“And this.” He pointed at the overflowing trash can.
“I-I didn’t know what to do with it,” I admitted.
He rolled his three eyes, two in opposite directions, making me dizzy. “To the trash incinerator of course, you lazy filth.”
“And where is that?” I asked, refusing to roll my eyes at him in return.
He pointed to the door I entered through last night. I shook my head. “I can’t go outside.” I put my fingers to the collar around my neck.
“You have to stay within five hundred paces, you nitwit.”
Now that he said it, I recalled the instructions again.
“Besides, it will warn you before you get zapped,” he added.
“It will?”
“Get the trash out.”
I wasn’t going to say yes, sir. I simply got up and moved to the trash container and grabbed it without saying anything. My knees shook and my arms and legs felt like jelly, but the prospect of going outside, seeing where I was in the daylight revived me some. Maybe I could figure out a way to escape.
The alien wasn’t going to open the door for me, so I had to put the trash down before I disengaged the locks and opened it. I picked up the trash again and stepped out into the sunlit alley that didn’t look any better in the daylight than it had in the shadows of the night.

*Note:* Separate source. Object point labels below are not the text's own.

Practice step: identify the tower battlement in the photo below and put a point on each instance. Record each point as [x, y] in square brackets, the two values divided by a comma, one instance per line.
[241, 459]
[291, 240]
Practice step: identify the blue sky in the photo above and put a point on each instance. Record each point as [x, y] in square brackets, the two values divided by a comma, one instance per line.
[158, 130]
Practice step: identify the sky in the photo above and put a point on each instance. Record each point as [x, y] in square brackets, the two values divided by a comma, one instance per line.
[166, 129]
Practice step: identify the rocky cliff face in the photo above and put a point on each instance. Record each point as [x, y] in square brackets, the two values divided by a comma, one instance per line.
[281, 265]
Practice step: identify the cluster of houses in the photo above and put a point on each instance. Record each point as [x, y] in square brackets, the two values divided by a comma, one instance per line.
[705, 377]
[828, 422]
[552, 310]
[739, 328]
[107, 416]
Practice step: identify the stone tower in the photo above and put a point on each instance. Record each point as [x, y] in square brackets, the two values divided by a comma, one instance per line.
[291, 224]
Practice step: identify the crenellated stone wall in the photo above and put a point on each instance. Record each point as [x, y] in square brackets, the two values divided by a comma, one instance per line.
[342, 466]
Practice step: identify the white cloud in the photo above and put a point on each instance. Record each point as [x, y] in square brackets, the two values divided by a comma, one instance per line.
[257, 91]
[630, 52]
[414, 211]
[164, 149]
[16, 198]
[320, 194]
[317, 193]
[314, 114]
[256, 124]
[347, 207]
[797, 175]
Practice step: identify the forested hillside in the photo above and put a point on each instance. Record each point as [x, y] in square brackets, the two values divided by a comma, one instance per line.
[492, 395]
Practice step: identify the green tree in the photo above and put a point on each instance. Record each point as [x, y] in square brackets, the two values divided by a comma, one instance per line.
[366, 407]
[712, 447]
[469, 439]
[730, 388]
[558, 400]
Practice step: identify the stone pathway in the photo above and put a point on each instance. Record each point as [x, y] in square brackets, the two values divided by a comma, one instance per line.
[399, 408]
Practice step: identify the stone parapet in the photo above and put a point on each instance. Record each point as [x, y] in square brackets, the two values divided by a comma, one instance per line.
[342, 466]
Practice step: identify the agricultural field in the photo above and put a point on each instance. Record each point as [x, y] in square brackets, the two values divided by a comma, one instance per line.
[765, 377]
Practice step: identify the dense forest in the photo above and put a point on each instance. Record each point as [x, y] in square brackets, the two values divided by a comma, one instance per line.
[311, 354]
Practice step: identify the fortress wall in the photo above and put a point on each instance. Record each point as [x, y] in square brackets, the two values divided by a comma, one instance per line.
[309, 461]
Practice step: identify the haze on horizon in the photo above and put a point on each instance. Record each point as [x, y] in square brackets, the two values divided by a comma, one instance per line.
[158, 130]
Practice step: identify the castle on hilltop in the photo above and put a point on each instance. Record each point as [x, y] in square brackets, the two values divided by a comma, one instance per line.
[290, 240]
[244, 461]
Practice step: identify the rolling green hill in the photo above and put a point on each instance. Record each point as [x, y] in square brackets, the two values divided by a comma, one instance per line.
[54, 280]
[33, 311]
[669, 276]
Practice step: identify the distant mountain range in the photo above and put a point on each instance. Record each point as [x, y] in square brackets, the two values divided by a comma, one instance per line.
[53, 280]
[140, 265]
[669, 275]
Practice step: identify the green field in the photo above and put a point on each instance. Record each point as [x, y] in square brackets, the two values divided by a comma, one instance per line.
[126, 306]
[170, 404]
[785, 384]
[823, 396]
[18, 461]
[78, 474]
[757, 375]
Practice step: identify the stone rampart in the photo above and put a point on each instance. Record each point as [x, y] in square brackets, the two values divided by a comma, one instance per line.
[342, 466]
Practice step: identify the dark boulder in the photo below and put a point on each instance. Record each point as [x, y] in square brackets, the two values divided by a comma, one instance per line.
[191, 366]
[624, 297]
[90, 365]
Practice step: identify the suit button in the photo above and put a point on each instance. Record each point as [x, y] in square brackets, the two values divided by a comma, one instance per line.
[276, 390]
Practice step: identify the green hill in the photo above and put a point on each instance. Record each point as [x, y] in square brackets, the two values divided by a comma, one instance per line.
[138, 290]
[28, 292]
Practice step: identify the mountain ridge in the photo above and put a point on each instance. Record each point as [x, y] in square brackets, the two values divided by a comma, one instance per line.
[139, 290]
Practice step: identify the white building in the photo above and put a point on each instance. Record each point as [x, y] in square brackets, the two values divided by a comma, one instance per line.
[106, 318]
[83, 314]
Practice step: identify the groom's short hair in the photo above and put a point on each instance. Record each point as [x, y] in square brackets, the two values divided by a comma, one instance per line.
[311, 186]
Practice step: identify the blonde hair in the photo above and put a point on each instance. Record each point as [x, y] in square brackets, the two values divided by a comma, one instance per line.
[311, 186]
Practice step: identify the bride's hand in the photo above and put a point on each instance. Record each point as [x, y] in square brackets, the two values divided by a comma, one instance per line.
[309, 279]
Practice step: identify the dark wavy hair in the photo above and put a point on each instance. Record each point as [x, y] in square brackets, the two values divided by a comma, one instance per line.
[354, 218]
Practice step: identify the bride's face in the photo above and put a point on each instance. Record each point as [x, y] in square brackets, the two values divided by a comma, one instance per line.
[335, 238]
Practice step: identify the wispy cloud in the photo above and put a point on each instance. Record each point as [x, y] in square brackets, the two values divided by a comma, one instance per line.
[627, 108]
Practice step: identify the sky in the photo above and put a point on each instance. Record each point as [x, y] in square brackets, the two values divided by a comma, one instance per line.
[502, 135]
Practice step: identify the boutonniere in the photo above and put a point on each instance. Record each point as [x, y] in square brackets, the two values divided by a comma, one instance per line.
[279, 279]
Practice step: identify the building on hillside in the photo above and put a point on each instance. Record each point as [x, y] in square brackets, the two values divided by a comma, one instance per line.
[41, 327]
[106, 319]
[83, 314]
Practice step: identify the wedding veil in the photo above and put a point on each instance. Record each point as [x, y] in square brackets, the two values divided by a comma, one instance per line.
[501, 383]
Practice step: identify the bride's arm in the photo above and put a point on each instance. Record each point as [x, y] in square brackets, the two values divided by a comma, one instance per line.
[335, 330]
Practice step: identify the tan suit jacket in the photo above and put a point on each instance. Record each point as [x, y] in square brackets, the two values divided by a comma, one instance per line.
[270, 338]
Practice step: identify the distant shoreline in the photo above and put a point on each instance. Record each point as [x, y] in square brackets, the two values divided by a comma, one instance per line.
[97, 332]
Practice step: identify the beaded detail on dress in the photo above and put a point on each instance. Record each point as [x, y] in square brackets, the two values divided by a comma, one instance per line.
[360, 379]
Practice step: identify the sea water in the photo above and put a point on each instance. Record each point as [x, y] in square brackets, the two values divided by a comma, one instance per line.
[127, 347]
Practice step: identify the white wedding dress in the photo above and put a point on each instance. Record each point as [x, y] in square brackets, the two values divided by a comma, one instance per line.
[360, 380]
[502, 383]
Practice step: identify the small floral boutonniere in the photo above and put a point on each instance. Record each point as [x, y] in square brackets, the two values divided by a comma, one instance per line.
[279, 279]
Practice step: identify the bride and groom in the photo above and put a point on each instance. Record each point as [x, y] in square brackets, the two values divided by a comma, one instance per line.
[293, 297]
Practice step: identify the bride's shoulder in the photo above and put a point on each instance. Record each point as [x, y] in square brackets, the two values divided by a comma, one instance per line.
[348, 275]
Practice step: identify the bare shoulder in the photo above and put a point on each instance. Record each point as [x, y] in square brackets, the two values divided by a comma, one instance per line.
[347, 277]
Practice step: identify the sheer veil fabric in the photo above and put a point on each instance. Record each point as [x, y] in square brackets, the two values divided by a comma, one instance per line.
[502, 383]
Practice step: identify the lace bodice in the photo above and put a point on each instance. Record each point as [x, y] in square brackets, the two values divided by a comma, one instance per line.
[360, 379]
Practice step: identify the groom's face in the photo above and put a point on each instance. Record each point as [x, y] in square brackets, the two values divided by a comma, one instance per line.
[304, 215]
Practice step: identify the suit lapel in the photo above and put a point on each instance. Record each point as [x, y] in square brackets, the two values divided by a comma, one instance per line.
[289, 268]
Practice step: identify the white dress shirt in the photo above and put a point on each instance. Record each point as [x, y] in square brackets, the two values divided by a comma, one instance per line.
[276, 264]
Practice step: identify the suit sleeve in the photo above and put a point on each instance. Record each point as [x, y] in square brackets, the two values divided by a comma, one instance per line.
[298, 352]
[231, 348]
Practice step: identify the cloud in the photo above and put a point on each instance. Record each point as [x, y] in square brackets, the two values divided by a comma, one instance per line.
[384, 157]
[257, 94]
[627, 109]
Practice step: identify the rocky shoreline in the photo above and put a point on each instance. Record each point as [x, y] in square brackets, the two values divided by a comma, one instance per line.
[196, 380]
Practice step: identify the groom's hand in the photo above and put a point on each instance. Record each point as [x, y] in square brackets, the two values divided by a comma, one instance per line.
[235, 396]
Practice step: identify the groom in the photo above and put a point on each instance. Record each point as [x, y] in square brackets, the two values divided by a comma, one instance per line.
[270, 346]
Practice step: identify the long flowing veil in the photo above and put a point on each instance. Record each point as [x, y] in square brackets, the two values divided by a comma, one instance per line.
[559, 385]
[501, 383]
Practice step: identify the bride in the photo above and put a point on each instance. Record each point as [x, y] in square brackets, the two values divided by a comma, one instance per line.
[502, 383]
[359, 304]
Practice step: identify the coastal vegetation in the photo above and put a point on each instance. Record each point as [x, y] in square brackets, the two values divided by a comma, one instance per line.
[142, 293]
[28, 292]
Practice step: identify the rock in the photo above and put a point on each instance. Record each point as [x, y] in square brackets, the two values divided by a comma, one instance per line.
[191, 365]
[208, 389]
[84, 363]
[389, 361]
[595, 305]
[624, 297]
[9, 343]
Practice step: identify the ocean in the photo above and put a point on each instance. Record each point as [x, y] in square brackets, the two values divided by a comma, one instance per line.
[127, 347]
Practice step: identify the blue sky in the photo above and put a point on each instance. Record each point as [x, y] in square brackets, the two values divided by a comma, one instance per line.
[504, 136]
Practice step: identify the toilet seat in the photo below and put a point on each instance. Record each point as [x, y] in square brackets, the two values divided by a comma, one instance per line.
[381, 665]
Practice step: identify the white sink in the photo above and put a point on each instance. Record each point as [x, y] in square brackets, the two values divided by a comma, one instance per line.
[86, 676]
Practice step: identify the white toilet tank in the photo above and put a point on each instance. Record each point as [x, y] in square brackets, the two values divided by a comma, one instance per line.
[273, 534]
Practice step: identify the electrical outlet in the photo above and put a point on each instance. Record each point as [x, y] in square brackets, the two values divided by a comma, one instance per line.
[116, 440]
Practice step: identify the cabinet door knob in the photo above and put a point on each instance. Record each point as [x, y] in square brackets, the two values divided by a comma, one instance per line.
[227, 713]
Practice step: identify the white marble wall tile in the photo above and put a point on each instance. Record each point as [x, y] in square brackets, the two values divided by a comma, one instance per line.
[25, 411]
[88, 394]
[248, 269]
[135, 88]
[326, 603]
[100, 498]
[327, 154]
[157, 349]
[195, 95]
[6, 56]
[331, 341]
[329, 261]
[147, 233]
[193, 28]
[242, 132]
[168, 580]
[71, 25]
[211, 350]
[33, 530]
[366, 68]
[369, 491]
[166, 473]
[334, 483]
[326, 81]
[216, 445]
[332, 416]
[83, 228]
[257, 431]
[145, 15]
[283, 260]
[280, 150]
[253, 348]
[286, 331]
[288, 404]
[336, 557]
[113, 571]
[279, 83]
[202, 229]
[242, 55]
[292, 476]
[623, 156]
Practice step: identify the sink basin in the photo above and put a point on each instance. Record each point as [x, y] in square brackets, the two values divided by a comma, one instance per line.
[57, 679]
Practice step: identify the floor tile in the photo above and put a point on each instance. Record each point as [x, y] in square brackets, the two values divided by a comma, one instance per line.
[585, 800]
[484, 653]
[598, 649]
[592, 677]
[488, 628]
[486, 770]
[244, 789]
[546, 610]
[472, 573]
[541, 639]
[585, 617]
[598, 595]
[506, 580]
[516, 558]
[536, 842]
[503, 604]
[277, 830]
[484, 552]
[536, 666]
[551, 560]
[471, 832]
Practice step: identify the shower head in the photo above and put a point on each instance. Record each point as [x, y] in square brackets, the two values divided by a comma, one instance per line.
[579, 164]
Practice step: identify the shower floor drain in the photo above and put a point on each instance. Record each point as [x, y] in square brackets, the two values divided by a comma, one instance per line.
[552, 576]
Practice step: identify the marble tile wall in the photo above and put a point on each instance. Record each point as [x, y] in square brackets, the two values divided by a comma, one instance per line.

Barely twenty feet separated the door from the dilapidated, dirty wall on the other side. I looked left and right until I saw an older-model trash incinerator to my right.
A low buzzing sensation by my neck stopped me about five feet from the incinerator. That had to be the warning the alien told me about, and I figured it would be just like him to send me here knowing I was only a few feet short of reaching my target.
I didn’t dare step another foot forward, and I couldn’t reach my arms out far enough to activate the incinerator to open.
“Sucks to be you,” a small voice snickered from behind the incinerator.
“Who’s there?” I asked, ready to bolt.
“Me,” a dirty-looking Pandraxian child poked out from behind the machine. She looked skinny, and her clothes were tattered.
“Can you help me?” I asked.
“That depends, what’s in it?” She pointed at the trash.
“Dirt, spoiled food, rags.” I shrugged, not having investigated what had already been inside before I added more during my cleaning spree.
“Can I have it?”
“You can have it all, just not the trash can,” I promised, wondering how I would stop her if she decided to take it and make a run for it. Would the alien zap me because I lost it?
“You’re staying with Gitgo?” she wanted to know.
“Yes.”
“Is he going to sell you?”
I blinked back tears. “I don’t know.”
“Probably. I’ve never seen something like you before. What are you?”
“A human,” I filled her in.
She shrugged, not caring. An idea formed in my head. “Listen, would you send a message for me? You will be highly rewarded,” I added for good measure.